Frohnau – Über manche Dinge kann man einfach nur den Kopf schütteln: Diebe haben am Wochenende das Wahrzeichen der Renée-Sintenis-Schule in Frohnau gestohlen, die Fohlen-Statue der Künstlerin Renée Sintenis. Jahrzehntelang hatte das Pferdchen vor der Schule im Laurinsteig gestanden, und nun ist von der Skulptur nur noch eine Betonplatte übrig. Samt Sockel wurde das Tier entwendet, das die jüdische Künstlerin und Namensgeberin der Schule gestaltet hatte.
Schulleiterin, Lehrer- und Schülerschaft entsetzt und traurig
„Das Fohlen hatte für unsere Schule und vor allem für die Schüler einen sehr großen ideellen Wert“, sagt Schulleiterin Kerstin Dzembritzki gegenüber der RAZ. Sie, das Kollegium und natürlich die Schüler hoffen, dass die Polizei ihr Pferdchen wiederfindet – bevor es eingeschmolzen wird.“
Ermittlungen zum Diebstahl dauern an
Eine Zeugin hatte am Samstag (8. Mai) gegen 16 Uhr die Polizei verständigt und mitgeteilt, dass die Statue verschwunden sei. Die Schulleitung wurde durch die Polizei über den Diebstahl informiert, die Ermittlungen, die beim Kommissariat für Kunstdelikte geführt werden, dauern an.
Über die Künstlerin Renée Sintenis
Tierfiguren im Kleinformat waren die Spezialität der 1888 eigentlich als Renate Alice geborenen Neuruppinerin und ziehen sich wie ein roter Kreationsfaden durch ihr Leben… Dabei war sie selbst alles andere als zierlich: Mit einer Größe von 1,79 Meter überragte sie viele ihrer Zeitgenossen nicht nur in Sachen Talent, sondern allein schon von der Statur her.

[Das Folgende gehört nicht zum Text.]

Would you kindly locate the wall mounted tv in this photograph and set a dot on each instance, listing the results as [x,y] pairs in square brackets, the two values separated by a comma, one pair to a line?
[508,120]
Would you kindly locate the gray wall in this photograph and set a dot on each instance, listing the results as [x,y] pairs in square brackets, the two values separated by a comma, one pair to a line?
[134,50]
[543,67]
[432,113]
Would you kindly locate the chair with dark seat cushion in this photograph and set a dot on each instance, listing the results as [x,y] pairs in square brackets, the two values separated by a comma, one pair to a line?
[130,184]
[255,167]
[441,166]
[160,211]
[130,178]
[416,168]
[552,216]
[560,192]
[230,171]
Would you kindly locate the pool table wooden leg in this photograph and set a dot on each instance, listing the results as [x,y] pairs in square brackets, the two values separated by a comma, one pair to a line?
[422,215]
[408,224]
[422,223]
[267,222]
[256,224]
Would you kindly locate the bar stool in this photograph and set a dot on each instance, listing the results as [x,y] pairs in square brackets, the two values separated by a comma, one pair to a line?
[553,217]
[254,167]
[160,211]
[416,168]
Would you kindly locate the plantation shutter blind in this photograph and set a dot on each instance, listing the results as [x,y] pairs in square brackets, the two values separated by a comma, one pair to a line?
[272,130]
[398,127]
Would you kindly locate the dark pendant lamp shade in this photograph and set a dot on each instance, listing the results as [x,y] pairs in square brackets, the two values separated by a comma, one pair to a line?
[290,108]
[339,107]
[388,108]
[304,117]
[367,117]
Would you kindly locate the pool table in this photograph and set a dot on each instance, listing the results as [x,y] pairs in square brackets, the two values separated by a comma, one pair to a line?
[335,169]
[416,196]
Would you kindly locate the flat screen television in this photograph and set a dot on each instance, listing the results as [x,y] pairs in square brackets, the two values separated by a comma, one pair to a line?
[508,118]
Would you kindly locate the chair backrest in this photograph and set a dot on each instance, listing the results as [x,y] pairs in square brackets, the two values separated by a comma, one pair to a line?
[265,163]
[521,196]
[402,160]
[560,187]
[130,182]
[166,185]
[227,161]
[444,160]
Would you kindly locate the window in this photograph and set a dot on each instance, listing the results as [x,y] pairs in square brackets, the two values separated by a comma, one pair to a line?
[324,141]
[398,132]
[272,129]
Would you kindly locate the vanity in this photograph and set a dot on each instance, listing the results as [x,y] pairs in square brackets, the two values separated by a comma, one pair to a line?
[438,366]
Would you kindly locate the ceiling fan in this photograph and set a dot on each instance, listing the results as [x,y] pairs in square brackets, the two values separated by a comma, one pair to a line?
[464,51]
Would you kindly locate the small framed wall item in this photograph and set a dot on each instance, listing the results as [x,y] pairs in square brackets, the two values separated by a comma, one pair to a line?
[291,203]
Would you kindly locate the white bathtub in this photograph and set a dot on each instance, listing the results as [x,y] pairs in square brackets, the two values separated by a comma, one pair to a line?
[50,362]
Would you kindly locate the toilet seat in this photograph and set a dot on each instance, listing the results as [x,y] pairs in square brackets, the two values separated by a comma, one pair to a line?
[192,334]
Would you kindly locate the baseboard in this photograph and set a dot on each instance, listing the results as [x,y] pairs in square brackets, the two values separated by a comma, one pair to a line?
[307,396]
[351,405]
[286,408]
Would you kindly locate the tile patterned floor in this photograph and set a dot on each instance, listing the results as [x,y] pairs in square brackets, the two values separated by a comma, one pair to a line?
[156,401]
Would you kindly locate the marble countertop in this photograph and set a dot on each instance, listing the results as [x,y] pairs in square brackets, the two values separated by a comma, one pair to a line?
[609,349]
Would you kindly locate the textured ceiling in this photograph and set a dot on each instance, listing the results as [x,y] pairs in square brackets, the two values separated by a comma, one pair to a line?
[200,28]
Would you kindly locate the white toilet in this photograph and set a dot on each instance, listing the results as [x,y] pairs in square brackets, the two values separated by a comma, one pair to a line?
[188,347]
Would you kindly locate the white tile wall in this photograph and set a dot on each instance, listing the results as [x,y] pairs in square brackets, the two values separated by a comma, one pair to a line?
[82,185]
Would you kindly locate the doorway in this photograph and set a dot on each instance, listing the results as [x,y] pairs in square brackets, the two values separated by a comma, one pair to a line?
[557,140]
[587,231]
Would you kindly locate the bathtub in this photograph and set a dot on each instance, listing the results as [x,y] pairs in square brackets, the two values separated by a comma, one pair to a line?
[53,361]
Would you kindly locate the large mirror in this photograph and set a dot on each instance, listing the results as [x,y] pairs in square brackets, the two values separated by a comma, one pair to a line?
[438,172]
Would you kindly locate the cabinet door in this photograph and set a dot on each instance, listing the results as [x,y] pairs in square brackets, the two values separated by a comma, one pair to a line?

Deshalb wurde sie auch ironisch, aber durchaus freundlich als „Riesin mit dem Kleintierzoo“ betitelt. Fohlen stehen neben neben Frohnau etwa im Berliner Ortsteil Friedenau, im Düsseldorfer Hofgarten oder am Hertener Rathaus, ein auf die Hinterbeine aufgerichtetes, springendes Jungpferd unterdessen befindet sich im Mannheimer Lameygarten. Sintenis schuf außerdem 1932 das „Junger Bär“ genannte Werk. Das brachte es, neu gestaltet als Image-Figur für die Berliner Wirtschaftsförderung, recht weit: Es ist bis heute als Statue nahe dem Autobahnkreuz Zehlendorf zu sehen; Pendants finden sich in Düsseldorf und München, die kleine Replik geht mit großem Renommee jährlich in silberner und goldener Version an die Preisträger der Berlinale.
Als erste Bildhauerin wurde Renée Sintenis 1931 die Ehre zuteil, an der Berliner Akademie der Künste aufgenommen zu werden. Dass ihre Großmutter mütterlicherseits vor ihrer Konversion Jüdin gewesen war, bekam die Künstlerin allerdings wenig später unter der Nazi-Diktatur zu spüren: Wegen ihrer Herkunft musste sie den illustren Kreis wieder verlassen, ihre Werke wurden aus öffentlichen Sammlungen entfernt, teils auch als „entartet“ zerstört, sie selbst zog sich zurück. Insgesamt waren es harte Jahre: 1942 verstarb völlig unerwartet ihr Mann, 1945 wurden ihr Atelierhaus und die meisten ihrer Gipsfassungen durch Alliierten-Bomben zerstört. Nach Kriegsende zog die Bildhauerin, Grafikerin und Medailleurin mit ihrer neuen Lebensgefährtin an die Innsbrucker Straße 23a, ihrer letzten Bleibe bis zu ihrem Tod, wo eine Gedenktafel heute an ihr Wirken erinnert.
1948 erhielt Renée Sintenis den Kunstpreis der Stadt Berlin, 1953 gar das Große Bundesverdienstkreuz. 1955 nahm sie einen Ruf als Professorin an der Hochschule für Bildende Künste an, kurz darauf ging sie an die neugegründete Akademie der Künste. Das Ehrengrab der 1965 im Alter von 77 Jahren Verstorbenen befindet sich auf dem Waldfriedhof in Dahlem.